Details on the Databases

Details on AURORA Databases

The notebook below shows the detailed description, downloadable licenses and link to the ELRA catalogue (when relevant) for each of the 9 AURORA Databases.

Please scroll horizontally on the right arrow (or on the left arrow) to see the tabs that are not displayed.

AURORA Project Database 2.0 (AURORA/CD0002)

The Aurora project is releasing a revised version of the Noisy TI digits database to follow on the work of ETSI. This CD set is a replacement for the previous set (version 1.0 consisted of 2 CDs while version 2.0 now consists of 4 CDs) .

This database is intended for the evaluation of algorithms for front-end feature extraction algorithms in background noise but may also be used more widely by speech researchers to evaluate and compare the performance of noise robust speech recognition algorithms.

Compared to version 1.0 the changes are as follows:

The files are restored to the energy level of the original speech in the TI digits database.
One of the noise types added to the speech has been changed (the babble one)
There is an additional test sets where the noises are mismatched to those used in the training set.
There is a convolutional distortion test.
There is a clean training set
The CD ROM will be used for the next round of ETSI Aurora standards evaluation.

Two original copies of the contract (word | pdf) must be sent to ELDA. To be valid these contracts must be initialled and signed. The user should annex to the contract the proof that he obtained the right to use the TI digits from LDC (ref. LDC93S10). This may be a signed licence agreement or a proof of membership payment for 1993.

Price for research use by academic organisations: Free
Price for research use by commercial organisations: EUR 250

AURORA Project Database - Subset of SpeechDat-Car Spanish database (AURORA/CD0003-02)

ETSI DES/STQ WI007: Distributed Speech Recognition - Front-End Feature Extraction Algorithm & Compression Algorithm
ETSI DES/STQ WI008: Distributed Speech Recognition - Advanced Feature Extraction Algorithm.

This database is a subset of the SpeechDat-Car database in Spanish language which has been collected as part of the European Union funded SpeechDat-Car project. It contains isolated and connected Spanish digits spoken in the following noise and driving conditions inside a car:

Quiet environment: Stop motor running.
Town traffic + low speed rough road.
High noise: High speed good road.

Two original copies of the contract (word | pdf) must be sent to ELDA.

Price for research use by academic organisations: EUR 200
Price for research use by commercial organisations: EUR 1000

Aurora 4a

The Aurora project is now releasing a number of list files for performing the training and testing on the Wall Street Journal (WSJ0) data at two sampling rates -8 kHz and 16 kHz. The Aurora 4a database is based on the WSJ0 with artificial addition of noise over a range of signal to noise ratios. It contains both clean and multicondition training sets and 14 evaluation sets with different noise types and microphones.

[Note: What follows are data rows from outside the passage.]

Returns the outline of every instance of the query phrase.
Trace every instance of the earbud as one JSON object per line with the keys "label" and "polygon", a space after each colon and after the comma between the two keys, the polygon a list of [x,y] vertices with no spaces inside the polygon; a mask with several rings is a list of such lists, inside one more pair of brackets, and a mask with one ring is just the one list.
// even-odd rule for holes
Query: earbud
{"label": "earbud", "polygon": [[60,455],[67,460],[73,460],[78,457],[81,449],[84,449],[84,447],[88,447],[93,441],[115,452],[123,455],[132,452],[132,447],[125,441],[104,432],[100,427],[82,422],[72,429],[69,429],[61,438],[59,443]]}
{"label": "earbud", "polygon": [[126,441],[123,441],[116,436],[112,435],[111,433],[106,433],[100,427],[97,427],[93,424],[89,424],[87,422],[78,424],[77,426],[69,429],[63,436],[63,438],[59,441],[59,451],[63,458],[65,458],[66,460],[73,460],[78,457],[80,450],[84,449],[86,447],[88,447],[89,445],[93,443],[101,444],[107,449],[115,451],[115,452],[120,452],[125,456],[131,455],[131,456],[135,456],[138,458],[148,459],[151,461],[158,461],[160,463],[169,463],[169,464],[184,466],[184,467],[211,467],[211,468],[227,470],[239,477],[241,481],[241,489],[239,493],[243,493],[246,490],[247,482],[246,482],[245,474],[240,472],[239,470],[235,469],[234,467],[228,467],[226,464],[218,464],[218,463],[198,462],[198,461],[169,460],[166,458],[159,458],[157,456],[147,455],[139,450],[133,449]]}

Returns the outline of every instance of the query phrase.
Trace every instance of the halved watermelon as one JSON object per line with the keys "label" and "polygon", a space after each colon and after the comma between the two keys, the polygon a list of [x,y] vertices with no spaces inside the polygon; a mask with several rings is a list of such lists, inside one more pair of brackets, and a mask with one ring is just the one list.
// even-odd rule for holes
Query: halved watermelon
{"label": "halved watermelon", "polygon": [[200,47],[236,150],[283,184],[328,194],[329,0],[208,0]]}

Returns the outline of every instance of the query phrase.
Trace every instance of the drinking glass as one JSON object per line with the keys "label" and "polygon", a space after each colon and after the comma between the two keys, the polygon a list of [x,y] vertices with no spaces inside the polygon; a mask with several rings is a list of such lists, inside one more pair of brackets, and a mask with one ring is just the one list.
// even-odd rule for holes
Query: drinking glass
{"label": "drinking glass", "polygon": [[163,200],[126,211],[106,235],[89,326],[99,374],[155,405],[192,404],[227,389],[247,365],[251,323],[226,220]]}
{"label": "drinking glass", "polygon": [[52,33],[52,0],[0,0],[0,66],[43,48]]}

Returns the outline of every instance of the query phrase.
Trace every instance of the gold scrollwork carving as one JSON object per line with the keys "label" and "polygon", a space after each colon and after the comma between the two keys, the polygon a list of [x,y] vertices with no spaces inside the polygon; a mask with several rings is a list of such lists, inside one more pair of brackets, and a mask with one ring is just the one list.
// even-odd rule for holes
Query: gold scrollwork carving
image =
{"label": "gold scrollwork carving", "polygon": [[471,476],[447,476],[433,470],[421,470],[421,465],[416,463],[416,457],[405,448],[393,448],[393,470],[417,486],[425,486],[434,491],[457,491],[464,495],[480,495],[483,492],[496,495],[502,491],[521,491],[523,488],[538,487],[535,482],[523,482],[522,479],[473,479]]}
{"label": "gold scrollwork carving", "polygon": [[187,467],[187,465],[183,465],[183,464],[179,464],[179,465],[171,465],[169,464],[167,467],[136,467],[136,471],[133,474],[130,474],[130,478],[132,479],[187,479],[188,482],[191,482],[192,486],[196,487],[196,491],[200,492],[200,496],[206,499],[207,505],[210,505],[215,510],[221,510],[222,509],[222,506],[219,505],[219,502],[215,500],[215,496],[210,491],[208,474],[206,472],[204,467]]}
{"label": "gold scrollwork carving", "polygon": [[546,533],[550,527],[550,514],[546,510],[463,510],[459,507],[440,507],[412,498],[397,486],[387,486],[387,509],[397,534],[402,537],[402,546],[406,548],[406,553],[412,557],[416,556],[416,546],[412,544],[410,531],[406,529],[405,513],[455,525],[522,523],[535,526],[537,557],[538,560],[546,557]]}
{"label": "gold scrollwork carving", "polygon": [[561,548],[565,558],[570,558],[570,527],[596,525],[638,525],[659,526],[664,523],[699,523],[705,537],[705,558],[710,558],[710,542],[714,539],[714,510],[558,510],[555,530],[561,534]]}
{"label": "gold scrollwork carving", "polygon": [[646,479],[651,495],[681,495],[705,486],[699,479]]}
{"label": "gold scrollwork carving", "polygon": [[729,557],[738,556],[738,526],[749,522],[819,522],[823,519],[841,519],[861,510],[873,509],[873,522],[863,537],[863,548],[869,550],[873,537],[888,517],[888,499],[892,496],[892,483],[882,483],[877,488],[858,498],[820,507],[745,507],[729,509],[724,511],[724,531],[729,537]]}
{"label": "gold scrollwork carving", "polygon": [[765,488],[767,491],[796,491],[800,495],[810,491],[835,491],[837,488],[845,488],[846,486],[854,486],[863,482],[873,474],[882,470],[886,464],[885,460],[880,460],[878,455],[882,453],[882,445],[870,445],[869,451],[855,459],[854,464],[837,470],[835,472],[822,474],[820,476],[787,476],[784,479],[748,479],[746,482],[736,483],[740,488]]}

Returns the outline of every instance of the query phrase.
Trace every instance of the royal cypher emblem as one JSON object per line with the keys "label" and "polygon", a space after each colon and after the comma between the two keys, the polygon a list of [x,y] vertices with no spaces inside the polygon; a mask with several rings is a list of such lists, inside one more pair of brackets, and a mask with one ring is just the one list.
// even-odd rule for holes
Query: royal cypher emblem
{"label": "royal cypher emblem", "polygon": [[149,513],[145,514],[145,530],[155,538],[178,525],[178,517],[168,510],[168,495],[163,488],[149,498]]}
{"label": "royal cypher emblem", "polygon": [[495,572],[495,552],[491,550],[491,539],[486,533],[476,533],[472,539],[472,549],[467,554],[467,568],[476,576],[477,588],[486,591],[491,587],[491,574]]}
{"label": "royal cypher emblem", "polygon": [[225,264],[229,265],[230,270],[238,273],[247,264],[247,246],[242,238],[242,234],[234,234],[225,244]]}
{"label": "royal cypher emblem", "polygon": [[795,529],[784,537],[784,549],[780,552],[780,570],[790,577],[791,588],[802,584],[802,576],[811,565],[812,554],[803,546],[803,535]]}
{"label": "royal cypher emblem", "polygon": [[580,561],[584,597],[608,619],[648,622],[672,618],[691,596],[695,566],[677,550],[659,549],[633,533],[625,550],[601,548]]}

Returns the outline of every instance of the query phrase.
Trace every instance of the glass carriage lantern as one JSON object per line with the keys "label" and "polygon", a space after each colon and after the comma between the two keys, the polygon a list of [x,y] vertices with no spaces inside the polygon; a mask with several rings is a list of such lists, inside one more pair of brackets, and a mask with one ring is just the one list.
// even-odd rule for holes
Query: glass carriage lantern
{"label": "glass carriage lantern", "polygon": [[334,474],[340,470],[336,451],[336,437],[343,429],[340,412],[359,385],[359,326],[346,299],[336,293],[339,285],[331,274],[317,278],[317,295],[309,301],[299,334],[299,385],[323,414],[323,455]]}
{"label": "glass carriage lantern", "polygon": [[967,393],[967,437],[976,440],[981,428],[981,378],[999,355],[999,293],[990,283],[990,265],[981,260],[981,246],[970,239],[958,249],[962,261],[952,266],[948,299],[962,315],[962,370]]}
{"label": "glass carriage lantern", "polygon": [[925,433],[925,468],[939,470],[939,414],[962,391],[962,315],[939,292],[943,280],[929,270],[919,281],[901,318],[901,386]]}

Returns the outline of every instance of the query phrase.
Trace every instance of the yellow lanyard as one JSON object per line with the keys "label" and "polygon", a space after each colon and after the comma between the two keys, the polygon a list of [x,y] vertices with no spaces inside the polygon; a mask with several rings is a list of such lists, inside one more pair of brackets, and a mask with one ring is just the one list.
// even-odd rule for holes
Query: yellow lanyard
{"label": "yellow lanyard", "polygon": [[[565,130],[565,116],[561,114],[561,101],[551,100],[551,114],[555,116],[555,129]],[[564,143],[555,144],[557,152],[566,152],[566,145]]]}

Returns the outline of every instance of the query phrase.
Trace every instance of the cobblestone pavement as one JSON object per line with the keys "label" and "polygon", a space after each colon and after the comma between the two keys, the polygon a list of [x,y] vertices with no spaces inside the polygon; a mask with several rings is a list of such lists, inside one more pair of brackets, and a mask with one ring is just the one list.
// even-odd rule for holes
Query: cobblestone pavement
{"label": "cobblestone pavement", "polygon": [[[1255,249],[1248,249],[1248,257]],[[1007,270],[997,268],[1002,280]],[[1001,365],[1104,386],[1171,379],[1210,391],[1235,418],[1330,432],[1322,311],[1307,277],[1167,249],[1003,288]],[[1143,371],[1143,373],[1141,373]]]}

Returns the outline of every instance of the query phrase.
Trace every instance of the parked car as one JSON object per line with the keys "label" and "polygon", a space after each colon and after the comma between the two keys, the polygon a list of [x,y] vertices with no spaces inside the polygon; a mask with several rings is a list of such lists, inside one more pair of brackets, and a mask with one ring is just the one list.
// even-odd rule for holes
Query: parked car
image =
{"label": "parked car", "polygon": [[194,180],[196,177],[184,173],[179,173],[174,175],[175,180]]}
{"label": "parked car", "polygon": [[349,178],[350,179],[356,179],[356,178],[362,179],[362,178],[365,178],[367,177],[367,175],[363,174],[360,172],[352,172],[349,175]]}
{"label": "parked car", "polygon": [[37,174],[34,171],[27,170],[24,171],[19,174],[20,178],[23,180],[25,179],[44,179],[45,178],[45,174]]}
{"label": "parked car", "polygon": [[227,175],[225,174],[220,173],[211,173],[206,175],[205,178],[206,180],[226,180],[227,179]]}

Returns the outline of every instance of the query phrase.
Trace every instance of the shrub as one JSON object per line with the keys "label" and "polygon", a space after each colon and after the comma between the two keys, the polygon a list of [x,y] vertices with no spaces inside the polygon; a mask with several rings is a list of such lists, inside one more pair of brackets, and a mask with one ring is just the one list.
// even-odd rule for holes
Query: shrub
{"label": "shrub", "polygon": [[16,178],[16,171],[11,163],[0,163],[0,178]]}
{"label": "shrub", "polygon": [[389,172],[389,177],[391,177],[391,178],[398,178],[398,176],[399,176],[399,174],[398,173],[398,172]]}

Two original copies of the contract (word | pdf) must be sent to ELDA.

Price for research use by academic organisations: Free
Price for research use by commercial organisations: EUR 1000

AURORA Project Database - Subset of SpeechDat-Car German database (AURORA/CD0003-03)

ETSI DES/STQ WI007: Distributed Speech Recognition - Front-End Feature Extraction Algorithm & Compression Algorithm
ETSI DES/STQ WI008: Distributed Speech Recognition - Advanced Feature Extraction Algorithm.

This database is a subset of the SpeechDat-Car database in German language which has been collected as part of the European Union funded SpeechDat-Car project. It contains isolated and connected German digits spoken in the following noise and driving conditions inside a car:

High speed good road
Low speed rough road
Stopped with motor running
Town traffic

Two original copies of the contract (word | pdf) must be sent to ELDA.

Price for research use by academic organisations: EUR 200
Price for research use by commercial organisations: EUR 1000

Aurora 4b

An additional database has been released. It contains noisy versions of the Nov’92 WSJO development set.

Two original copies of the contract (word | pdf) must be sent to ELDA.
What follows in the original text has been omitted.